Civil asset forfeiture has long been a controversial program that critics argue infringes on people’s constitutional rights against unlawful search and seizure.

It allows police to search and seize property from people who may be suspected of a crime, even if they are never charged. The proceeds from the seizure are typically split among the law enforcement agencies involved in the search, creating what some argue is a perverse financial incentive for federal, state and local police departments.

The property owner can only recover the assets if he or she can prove it was not connected to any criminal activity, creating a legal burden that is costly and time-consuming.

Horowitz’s report on Thursday said that an ongoing investigation by his office uncovered a number of troubling revelations.

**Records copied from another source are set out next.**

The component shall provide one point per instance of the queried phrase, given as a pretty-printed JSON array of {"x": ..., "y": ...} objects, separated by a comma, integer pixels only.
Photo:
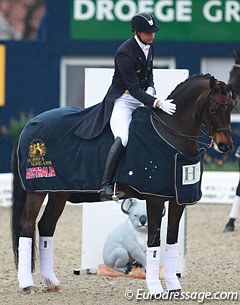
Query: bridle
[{"x": 210, "y": 129}]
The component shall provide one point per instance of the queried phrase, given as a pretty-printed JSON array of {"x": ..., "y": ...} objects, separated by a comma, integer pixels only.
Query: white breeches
[{"x": 122, "y": 115}]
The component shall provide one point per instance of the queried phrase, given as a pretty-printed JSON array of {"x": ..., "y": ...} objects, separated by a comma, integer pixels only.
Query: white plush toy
[{"x": 126, "y": 244}]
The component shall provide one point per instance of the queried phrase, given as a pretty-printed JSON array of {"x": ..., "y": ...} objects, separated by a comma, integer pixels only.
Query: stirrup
[{"x": 114, "y": 194}]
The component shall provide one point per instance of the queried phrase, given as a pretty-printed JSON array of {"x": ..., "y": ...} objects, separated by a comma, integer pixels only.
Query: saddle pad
[{"x": 188, "y": 178}]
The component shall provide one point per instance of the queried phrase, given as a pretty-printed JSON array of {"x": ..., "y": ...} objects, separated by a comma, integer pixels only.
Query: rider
[{"x": 132, "y": 86}]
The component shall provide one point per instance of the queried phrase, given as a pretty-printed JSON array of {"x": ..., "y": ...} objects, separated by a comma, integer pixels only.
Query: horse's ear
[
  {"x": 127, "y": 204},
  {"x": 231, "y": 91},
  {"x": 235, "y": 54},
  {"x": 212, "y": 82}
]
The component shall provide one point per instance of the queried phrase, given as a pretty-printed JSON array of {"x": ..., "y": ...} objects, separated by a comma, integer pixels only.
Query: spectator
[
  {"x": 7, "y": 30},
  {"x": 33, "y": 20}
]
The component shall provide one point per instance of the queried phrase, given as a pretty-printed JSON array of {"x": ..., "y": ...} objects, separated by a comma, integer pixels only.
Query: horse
[
  {"x": 234, "y": 80},
  {"x": 201, "y": 100}
]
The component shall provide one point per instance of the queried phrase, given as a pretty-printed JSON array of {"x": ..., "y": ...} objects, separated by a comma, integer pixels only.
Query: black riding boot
[{"x": 110, "y": 167}]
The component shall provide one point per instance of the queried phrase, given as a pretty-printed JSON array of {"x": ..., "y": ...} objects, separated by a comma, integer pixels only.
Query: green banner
[{"x": 179, "y": 20}]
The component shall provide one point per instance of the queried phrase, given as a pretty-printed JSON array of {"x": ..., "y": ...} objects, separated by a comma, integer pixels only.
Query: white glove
[
  {"x": 151, "y": 91},
  {"x": 167, "y": 106}
]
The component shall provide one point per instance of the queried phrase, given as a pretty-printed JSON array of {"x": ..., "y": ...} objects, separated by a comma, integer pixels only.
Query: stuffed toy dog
[{"x": 126, "y": 244}]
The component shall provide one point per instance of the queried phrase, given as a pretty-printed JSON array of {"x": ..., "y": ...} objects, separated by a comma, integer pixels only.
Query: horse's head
[
  {"x": 216, "y": 114},
  {"x": 234, "y": 79}
]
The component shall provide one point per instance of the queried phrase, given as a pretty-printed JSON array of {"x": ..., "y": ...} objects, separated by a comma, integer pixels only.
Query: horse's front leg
[
  {"x": 175, "y": 212},
  {"x": 47, "y": 224},
  {"x": 26, "y": 241},
  {"x": 155, "y": 207}
]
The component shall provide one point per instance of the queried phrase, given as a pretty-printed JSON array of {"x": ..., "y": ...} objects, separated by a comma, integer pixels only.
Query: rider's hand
[
  {"x": 167, "y": 106},
  {"x": 151, "y": 91}
]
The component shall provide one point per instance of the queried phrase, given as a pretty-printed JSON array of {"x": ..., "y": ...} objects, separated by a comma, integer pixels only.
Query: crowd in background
[{"x": 20, "y": 19}]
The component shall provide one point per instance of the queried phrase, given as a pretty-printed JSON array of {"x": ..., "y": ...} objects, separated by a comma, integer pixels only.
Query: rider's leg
[
  {"x": 110, "y": 167},
  {"x": 175, "y": 212},
  {"x": 119, "y": 122}
]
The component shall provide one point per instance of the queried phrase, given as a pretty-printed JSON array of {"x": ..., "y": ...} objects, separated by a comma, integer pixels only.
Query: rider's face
[{"x": 146, "y": 37}]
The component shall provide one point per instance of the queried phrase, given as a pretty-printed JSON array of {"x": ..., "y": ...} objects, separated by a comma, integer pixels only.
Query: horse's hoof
[
  {"x": 52, "y": 288},
  {"x": 27, "y": 290},
  {"x": 174, "y": 293},
  {"x": 228, "y": 228}
]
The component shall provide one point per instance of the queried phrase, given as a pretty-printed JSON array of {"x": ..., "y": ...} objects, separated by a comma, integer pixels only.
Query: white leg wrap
[
  {"x": 235, "y": 208},
  {"x": 25, "y": 262},
  {"x": 46, "y": 262},
  {"x": 170, "y": 267},
  {"x": 152, "y": 270}
]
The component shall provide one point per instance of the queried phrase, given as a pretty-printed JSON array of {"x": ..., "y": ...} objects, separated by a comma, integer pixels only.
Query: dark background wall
[{"x": 33, "y": 67}]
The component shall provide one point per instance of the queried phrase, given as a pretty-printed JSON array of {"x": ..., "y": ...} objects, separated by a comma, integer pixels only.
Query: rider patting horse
[{"x": 200, "y": 100}]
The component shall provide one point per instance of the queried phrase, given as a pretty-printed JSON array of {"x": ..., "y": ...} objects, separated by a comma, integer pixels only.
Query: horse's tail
[{"x": 18, "y": 206}]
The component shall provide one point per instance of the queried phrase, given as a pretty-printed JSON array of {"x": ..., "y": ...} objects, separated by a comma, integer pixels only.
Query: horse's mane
[{"x": 185, "y": 84}]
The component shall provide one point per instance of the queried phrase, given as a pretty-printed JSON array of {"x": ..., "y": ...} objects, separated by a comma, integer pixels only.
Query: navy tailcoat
[{"x": 133, "y": 72}]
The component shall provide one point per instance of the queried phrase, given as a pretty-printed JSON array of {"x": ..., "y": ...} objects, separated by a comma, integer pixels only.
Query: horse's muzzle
[{"x": 223, "y": 147}]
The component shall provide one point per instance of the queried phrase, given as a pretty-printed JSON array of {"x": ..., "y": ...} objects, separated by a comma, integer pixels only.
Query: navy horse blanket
[{"x": 51, "y": 158}]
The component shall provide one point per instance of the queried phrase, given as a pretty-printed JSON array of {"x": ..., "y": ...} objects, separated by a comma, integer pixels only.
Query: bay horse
[
  {"x": 234, "y": 80},
  {"x": 201, "y": 100}
]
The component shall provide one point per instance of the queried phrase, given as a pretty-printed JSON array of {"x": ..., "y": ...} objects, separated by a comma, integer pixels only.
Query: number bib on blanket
[{"x": 188, "y": 177}]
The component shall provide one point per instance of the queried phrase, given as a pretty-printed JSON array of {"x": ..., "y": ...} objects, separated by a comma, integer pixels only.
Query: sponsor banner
[{"x": 179, "y": 20}]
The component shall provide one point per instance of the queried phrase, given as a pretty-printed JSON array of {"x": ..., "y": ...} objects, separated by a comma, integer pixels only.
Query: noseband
[{"x": 210, "y": 129}]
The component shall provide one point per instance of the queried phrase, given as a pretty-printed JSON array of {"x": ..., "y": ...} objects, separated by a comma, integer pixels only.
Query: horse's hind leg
[
  {"x": 154, "y": 213},
  {"x": 175, "y": 212},
  {"x": 46, "y": 226},
  {"x": 26, "y": 241}
]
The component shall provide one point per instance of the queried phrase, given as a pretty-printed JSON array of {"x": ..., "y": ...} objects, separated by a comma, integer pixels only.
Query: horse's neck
[{"x": 184, "y": 123}]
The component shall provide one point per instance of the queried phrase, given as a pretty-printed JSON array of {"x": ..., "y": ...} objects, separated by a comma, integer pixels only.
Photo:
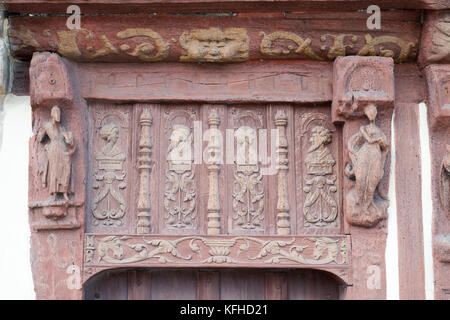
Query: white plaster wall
[{"x": 15, "y": 267}]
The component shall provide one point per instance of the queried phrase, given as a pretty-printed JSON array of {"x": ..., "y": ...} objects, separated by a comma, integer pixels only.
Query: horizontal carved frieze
[
  {"x": 195, "y": 251},
  {"x": 220, "y": 39}
]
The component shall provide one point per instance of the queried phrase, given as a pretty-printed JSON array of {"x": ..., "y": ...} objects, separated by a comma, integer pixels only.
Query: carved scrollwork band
[
  {"x": 211, "y": 44},
  {"x": 226, "y": 250}
]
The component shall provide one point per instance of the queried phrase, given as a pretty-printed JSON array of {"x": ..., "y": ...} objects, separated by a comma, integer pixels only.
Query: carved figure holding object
[
  {"x": 367, "y": 151},
  {"x": 56, "y": 155}
]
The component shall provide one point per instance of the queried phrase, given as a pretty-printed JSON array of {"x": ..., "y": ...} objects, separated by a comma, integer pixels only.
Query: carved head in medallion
[
  {"x": 56, "y": 114},
  {"x": 215, "y": 45},
  {"x": 371, "y": 112},
  {"x": 179, "y": 149},
  {"x": 109, "y": 132},
  {"x": 320, "y": 136}
]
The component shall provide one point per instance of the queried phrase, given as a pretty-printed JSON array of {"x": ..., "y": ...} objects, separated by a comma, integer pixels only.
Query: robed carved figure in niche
[
  {"x": 56, "y": 156},
  {"x": 367, "y": 151}
]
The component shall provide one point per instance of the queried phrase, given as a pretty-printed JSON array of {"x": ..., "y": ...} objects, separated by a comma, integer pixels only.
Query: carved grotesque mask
[{"x": 215, "y": 45}]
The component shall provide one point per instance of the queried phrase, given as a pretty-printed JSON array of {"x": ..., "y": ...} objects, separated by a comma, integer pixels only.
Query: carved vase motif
[{"x": 109, "y": 204}]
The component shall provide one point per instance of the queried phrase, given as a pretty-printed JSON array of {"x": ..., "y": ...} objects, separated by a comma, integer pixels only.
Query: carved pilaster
[
  {"x": 145, "y": 168},
  {"x": 283, "y": 223},
  {"x": 214, "y": 150},
  {"x": 438, "y": 105}
]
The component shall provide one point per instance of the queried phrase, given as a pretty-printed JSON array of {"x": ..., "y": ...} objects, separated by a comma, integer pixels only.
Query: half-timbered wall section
[{"x": 203, "y": 150}]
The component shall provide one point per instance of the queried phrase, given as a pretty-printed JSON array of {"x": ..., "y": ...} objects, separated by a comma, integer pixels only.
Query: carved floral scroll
[
  {"x": 245, "y": 250},
  {"x": 320, "y": 207},
  {"x": 248, "y": 188},
  {"x": 215, "y": 41},
  {"x": 180, "y": 187},
  {"x": 109, "y": 205}
]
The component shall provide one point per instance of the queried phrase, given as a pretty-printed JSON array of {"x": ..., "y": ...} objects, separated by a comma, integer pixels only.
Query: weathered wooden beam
[
  {"x": 117, "y": 6},
  {"x": 151, "y": 38}
]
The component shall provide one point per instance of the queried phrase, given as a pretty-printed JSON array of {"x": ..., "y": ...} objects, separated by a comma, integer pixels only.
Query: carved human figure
[
  {"x": 110, "y": 133},
  {"x": 110, "y": 159},
  {"x": 179, "y": 190},
  {"x": 56, "y": 158},
  {"x": 367, "y": 151},
  {"x": 445, "y": 182},
  {"x": 318, "y": 153},
  {"x": 320, "y": 207},
  {"x": 179, "y": 150}
]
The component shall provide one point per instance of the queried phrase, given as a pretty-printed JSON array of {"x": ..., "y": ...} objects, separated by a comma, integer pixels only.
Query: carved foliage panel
[
  {"x": 317, "y": 149},
  {"x": 178, "y": 209},
  {"x": 110, "y": 173},
  {"x": 247, "y": 185}
]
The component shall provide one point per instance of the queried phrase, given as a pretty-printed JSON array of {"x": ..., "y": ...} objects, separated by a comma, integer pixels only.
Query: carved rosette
[
  {"x": 214, "y": 152},
  {"x": 144, "y": 168},
  {"x": 283, "y": 223}
]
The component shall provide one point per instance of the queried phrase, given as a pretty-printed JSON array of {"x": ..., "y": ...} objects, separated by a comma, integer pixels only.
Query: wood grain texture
[
  {"x": 116, "y": 6},
  {"x": 408, "y": 182}
]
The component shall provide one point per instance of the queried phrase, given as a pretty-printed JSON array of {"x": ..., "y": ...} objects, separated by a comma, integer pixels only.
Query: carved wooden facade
[{"x": 232, "y": 162}]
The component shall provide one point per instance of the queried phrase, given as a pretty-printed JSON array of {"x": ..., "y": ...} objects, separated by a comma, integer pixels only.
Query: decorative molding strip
[
  {"x": 295, "y": 251},
  {"x": 283, "y": 82},
  {"x": 225, "y": 39}
]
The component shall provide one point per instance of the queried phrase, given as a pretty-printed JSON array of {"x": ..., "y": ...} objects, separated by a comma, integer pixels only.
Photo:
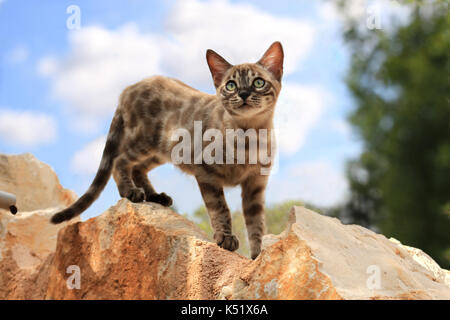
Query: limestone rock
[
  {"x": 146, "y": 251},
  {"x": 33, "y": 182},
  {"x": 27, "y": 239},
  {"x": 140, "y": 251},
  {"x": 318, "y": 257}
]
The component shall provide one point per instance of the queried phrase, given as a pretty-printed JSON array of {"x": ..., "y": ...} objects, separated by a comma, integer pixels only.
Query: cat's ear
[
  {"x": 218, "y": 66},
  {"x": 272, "y": 60}
]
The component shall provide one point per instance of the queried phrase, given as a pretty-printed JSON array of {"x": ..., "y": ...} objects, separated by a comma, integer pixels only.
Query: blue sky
[{"x": 58, "y": 86}]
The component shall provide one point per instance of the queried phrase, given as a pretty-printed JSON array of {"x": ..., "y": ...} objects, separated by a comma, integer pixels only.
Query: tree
[{"x": 399, "y": 79}]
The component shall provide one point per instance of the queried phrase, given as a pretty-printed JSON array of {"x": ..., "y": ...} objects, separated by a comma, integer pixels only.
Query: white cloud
[
  {"x": 298, "y": 109},
  {"x": 101, "y": 62},
  {"x": 239, "y": 32},
  {"x": 317, "y": 183},
  {"x": 340, "y": 126},
  {"x": 87, "y": 160},
  {"x": 26, "y": 128},
  {"x": 18, "y": 54},
  {"x": 365, "y": 11}
]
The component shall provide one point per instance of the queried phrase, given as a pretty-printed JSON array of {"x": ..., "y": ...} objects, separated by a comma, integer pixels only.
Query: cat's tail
[{"x": 101, "y": 178}]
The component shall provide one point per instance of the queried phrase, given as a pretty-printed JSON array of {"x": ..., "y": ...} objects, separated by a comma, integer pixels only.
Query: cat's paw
[
  {"x": 227, "y": 241},
  {"x": 136, "y": 195},
  {"x": 161, "y": 198},
  {"x": 255, "y": 254}
]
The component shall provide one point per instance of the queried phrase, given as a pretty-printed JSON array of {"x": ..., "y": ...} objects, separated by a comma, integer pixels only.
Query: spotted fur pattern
[{"x": 148, "y": 113}]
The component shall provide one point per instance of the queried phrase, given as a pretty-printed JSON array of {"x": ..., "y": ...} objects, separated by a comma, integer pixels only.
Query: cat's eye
[
  {"x": 231, "y": 85},
  {"x": 259, "y": 83}
]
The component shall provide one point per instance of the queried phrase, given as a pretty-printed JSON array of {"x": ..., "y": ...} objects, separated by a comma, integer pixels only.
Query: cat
[{"x": 149, "y": 112}]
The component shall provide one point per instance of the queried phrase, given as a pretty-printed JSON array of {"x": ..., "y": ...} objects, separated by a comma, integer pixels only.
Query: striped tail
[{"x": 101, "y": 178}]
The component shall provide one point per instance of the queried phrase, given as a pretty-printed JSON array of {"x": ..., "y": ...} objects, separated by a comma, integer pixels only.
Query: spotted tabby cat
[{"x": 149, "y": 111}]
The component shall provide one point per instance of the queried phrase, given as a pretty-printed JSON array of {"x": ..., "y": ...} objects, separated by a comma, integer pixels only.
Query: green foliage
[{"x": 400, "y": 82}]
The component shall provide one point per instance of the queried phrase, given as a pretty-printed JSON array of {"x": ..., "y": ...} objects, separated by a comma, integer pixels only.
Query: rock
[
  {"x": 27, "y": 239},
  {"x": 146, "y": 251},
  {"x": 33, "y": 182},
  {"x": 140, "y": 251},
  {"x": 318, "y": 257}
]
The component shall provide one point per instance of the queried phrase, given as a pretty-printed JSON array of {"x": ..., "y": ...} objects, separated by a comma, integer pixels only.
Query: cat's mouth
[{"x": 244, "y": 105}]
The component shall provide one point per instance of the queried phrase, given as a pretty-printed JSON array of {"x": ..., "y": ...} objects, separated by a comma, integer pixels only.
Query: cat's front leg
[
  {"x": 253, "y": 206},
  {"x": 219, "y": 214}
]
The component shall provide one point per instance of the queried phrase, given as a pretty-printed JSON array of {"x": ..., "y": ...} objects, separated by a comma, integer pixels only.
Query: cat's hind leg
[
  {"x": 219, "y": 213},
  {"x": 140, "y": 179},
  {"x": 123, "y": 165},
  {"x": 253, "y": 204}
]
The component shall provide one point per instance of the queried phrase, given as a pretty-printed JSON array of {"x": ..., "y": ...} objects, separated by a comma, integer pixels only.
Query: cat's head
[{"x": 247, "y": 90}]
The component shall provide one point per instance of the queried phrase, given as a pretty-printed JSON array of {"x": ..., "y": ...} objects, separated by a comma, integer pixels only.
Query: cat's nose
[{"x": 244, "y": 95}]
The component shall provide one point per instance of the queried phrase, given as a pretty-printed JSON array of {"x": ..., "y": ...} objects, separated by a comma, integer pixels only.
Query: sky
[{"x": 63, "y": 65}]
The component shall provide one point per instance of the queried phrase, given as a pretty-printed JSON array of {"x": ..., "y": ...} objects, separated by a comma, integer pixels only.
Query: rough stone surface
[
  {"x": 318, "y": 257},
  {"x": 27, "y": 239},
  {"x": 33, "y": 182},
  {"x": 146, "y": 251}
]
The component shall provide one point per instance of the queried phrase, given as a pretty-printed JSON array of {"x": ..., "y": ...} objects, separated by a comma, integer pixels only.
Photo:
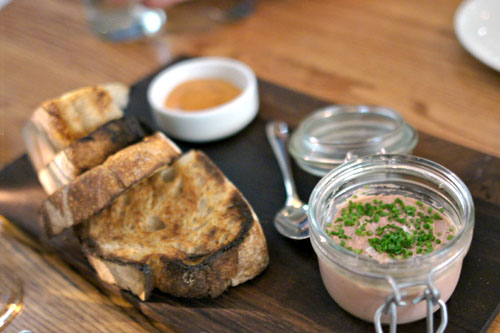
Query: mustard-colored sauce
[{"x": 200, "y": 94}]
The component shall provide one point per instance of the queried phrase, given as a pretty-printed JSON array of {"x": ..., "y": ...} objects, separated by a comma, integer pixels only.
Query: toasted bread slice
[
  {"x": 57, "y": 123},
  {"x": 89, "y": 151},
  {"x": 95, "y": 189},
  {"x": 185, "y": 230}
]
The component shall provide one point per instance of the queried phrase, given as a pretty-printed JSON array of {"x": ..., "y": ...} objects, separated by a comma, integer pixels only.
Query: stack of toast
[{"x": 147, "y": 216}]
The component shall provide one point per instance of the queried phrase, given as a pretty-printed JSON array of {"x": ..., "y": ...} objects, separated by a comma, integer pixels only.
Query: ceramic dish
[
  {"x": 477, "y": 25},
  {"x": 209, "y": 124}
]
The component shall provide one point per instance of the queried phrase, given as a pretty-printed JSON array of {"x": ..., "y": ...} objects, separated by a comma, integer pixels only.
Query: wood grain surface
[
  {"x": 289, "y": 295},
  {"x": 58, "y": 298},
  {"x": 399, "y": 54}
]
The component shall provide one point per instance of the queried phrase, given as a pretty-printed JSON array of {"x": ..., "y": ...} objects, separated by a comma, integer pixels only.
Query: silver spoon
[{"x": 291, "y": 221}]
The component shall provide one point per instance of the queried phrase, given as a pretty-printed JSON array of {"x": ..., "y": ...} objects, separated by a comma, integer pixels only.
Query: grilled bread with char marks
[
  {"x": 96, "y": 189},
  {"x": 59, "y": 122},
  {"x": 89, "y": 151},
  {"x": 185, "y": 230}
]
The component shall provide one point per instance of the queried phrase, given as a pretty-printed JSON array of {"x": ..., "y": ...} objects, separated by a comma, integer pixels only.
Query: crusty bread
[
  {"x": 89, "y": 151},
  {"x": 185, "y": 230},
  {"x": 57, "y": 123},
  {"x": 95, "y": 189}
]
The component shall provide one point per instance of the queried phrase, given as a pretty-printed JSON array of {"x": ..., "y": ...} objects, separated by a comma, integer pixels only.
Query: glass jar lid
[{"x": 336, "y": 134}]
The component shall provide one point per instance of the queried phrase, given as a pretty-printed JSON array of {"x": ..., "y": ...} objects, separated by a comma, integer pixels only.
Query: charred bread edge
[
  {"x": 63, "y": 169},
  {"x": 42, "y": 212},
  {"x": 130, "y": 124},
  {"x": 209, "y": 259},
  {"x": 142, "y": 268},
  {"x": 247, "y": 224}
]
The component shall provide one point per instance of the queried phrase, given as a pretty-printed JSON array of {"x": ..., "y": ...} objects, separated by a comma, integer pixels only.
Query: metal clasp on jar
[{"x": 430, "y": 294}]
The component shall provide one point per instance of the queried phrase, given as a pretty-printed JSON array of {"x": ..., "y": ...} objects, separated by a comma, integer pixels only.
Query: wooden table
[{"x": 402, "y": 55}]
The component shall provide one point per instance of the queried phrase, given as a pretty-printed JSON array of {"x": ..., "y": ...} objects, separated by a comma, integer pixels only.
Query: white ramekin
[{"x": 209, "y": 124}]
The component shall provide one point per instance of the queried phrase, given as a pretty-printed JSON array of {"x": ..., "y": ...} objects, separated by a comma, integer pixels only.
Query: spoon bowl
[{"x": 292, "y": 220}]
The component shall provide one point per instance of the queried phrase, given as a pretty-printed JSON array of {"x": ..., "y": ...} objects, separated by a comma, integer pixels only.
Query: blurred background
[{"x": 404, "y": 55}]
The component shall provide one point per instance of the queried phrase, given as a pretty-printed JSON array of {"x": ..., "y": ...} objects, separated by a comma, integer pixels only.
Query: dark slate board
[{"x": 289, "y": 296}]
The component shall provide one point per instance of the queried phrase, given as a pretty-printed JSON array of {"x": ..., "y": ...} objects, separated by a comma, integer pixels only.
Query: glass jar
[
  {"x": 336, "y": 134},
  {"x": 372, "y": 290}
]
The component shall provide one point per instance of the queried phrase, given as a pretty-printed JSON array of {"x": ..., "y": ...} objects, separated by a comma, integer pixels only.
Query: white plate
[{"x": 477, "y": 25}]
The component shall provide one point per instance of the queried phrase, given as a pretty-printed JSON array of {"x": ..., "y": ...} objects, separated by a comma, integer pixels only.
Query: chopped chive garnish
[{"x": 410, "y": 229}]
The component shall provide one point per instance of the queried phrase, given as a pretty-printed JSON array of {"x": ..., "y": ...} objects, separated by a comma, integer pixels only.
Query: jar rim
[
  {"x": 364, "y": 265},
  {"x": 336, "y": 133}
]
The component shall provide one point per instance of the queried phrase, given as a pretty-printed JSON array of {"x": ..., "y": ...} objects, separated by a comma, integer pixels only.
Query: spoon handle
[{"x": 277, "y": 134}]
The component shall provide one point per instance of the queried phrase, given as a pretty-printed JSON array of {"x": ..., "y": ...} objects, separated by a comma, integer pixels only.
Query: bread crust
[
  {"x": 75, "y": 114},
  {"x": 89, "y": 151},
  {"x": 203, "y": 268},
  {"x": 96, "y": 189},
  {"x": 58, "y": 122}
]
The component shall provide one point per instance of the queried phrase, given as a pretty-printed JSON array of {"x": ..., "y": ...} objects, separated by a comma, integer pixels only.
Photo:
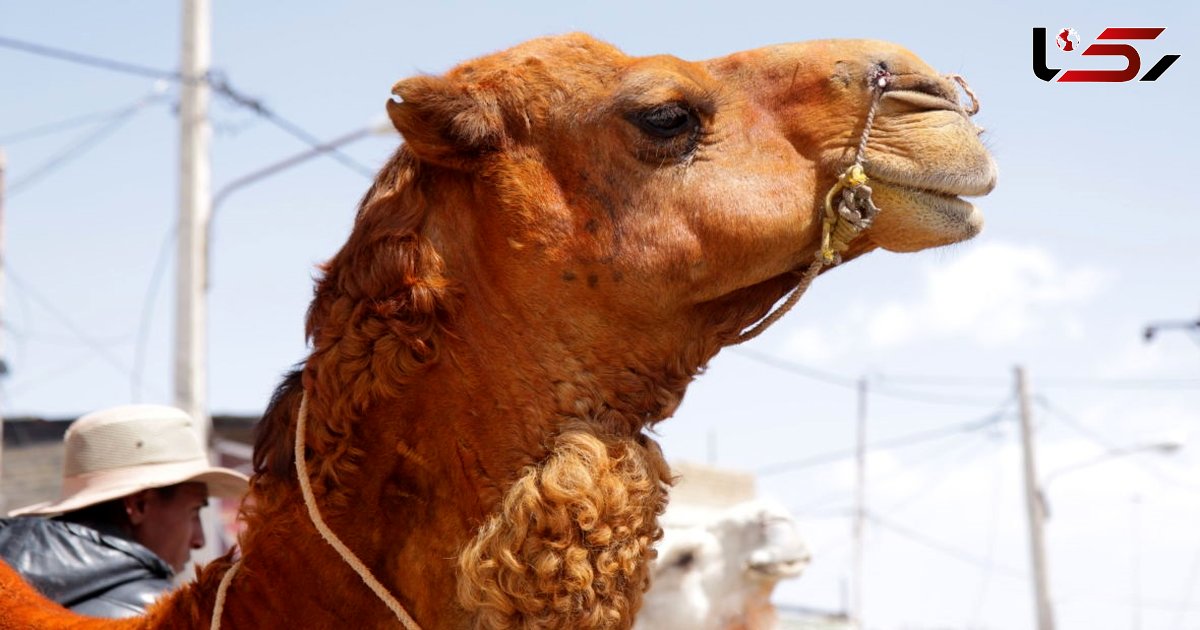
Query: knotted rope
[
  {"x": 325, "y": 533},
  {"x": 853, "y": 214}
]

In one such example, a DEA office tapped an airline employee as a confidential source who tipped agents off any time a passenger purchased a plane ticket within 48 hours of departure.

Agents would use that last-minute purchase as a justification to then approach those passengers and try to get the passengers to agree to let them search their bags.

In cases where the agents searched and seized cash, the confidential source got a cut of the proceeds from the seizure, the report says.

One such search was caught on video by a passenger, and later made public by the Institute for Justice, a nonprofit devoted to defending people’s constitutional rights.

In the video, a DEA agent can be seen demanding to search the bag of a passenger identified only as “David C,” who got sick while he was on a business trip and was forced to re-book his flight from Cincinnati, Ohio to New York to a new time at the last minute.

“Where’s your bag at?” a DEA agent can be seen asking him on camera. “I’m the DEA. I’m the government.”